Coach's Challenges Are Coming To The NBA

By Matthew Geagan, CBS Boston

BOSTON (CBS) -- Brace yourselves, basketball fans. Coach's challenges are coming to the NBA.

The league's Board of Governors voted Tuesday to bring coach's challenges to the NBA on a one-year trail basis next season. Here are the guidelines that the NBA announced:

  • Each team is entitled to one challenge in the game (regardless of whether the challenge is successful).
  • A team can use its challenge in the following instances: a called personal foul charged to its own team; a called out-of-bounds violation; or a called goaltending or basket interference violation.
    -- A team can use its challenge on a called personal foul at any point in the game.
    -- In the last two minutes of the fourth period or the last two minutes of overtime, a called out-of-bounds violation or called goaltending/basket interference violation will not be challengeable and instead will be exclusively triggered by on-court referees.
  • To initiate a challenge, a team must immediately call a legal timeout and the head coach must immediately signal for a challenge by twirling his/her finger toward the referees.
  • If a team attempts to challenge an event with no remaining timeouts, the team is charged an excessive timeout, for which the penalty is a technical foul, and no challenge will take place.
  • If a team calls a timeout to challenge an event that may not be reviewed, the team will be charged a timeout but retain its challenge.
  • As with other replay reviews, in order to overturn the event as called on the floor, there must be clear and conclusive visual evidence that the call was incorrect.

There's some nice balance there. Yes, challenges will likely lead to an extra stoppage or two each night, but at least we get to watch NBA coaches waive their finger at referees. Depending on the call they're challenging, which finger they choose to waive could change and provide some priceless results. Challenging subjective foul calls could get interesting real quick.

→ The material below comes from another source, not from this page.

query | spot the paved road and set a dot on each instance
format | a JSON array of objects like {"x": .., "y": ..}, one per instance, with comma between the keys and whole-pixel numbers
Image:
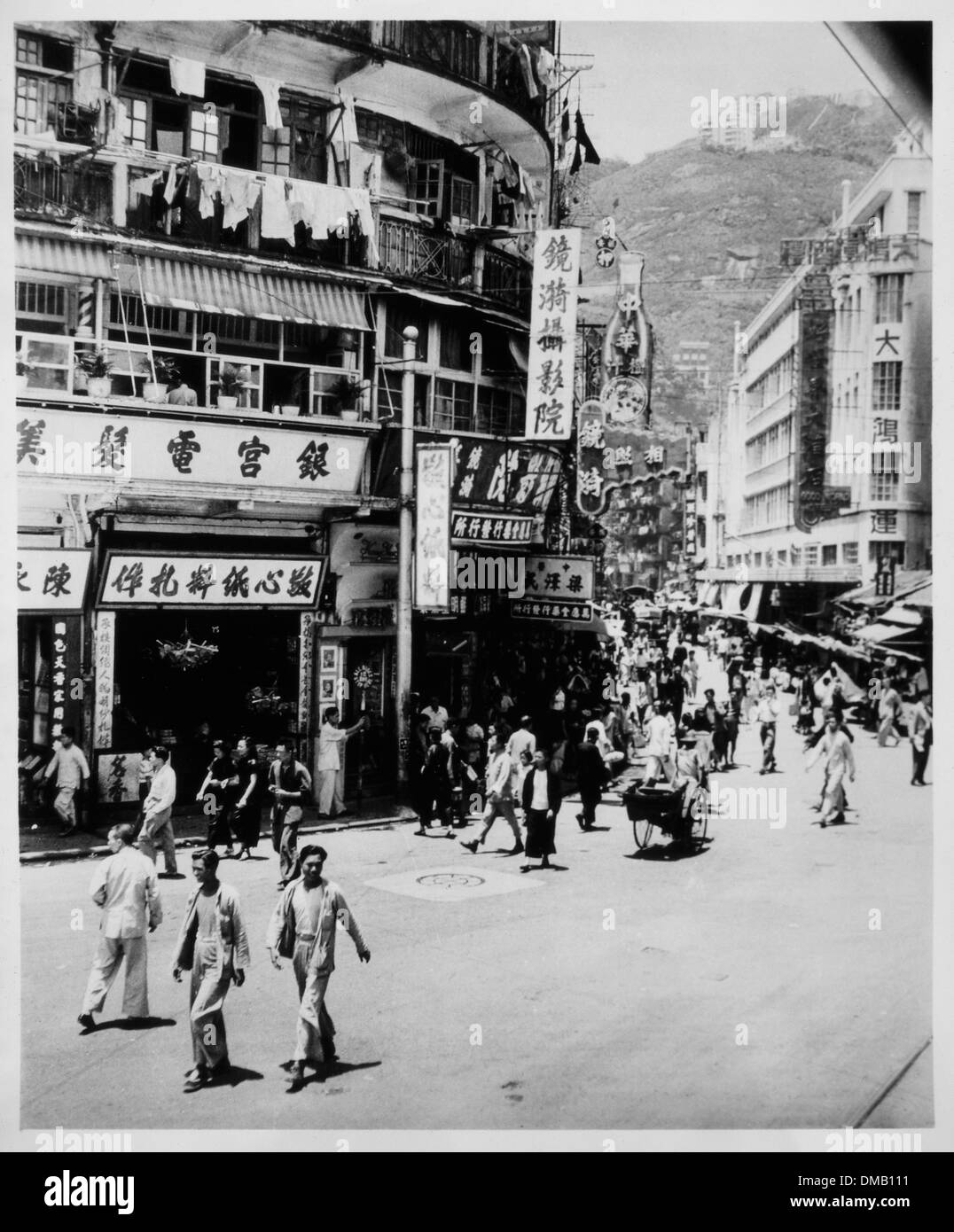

The biggest point is that teams only get one challenge per game regardless if they win the challenge or not. There is no penalty for losing a challenge, but it will cost the timeout that the team had to call to signal the challenge. That lost timeout could prove to be big later in games.

This isn't something the NBA is just throwing out there. They began testing coach's challenges during last year's Las Vegas Summer League and have carried it into this year's summer slate, and it has been in the G League the past two seasons. Now they're ready for a trial run in the NBA.

And if you're worried that these new challenges will slow the game, well, yeah, they probably will. To try to help combat that, the NBA also implemented another change that allows the NBA Replay Center to trigger replays in the first 46 minutes of a game. A new "courtside administrator" will be at each arena's scoring table to expedite the communication between the NBA Replay Center and the on-court referees, which should help speed up in-game reviews.

There will be bumps along the way as coaches and the league figure out these new challenges. Coaches will have to make their challenge decision pretty quickly, and with just one, they'll have to weigh challenging a truly egregious call early or saving their challenge for later in the game. And if all of this goes terribly throughout the season, the NBA can always scrap it after the season.

It will likely become what challenges are in every other league, causing more headaches than corrected calls. But if this change brings the imagery of Greg Popovich, Doc Rivers and others twirling their finger at refs, it's worth a shot.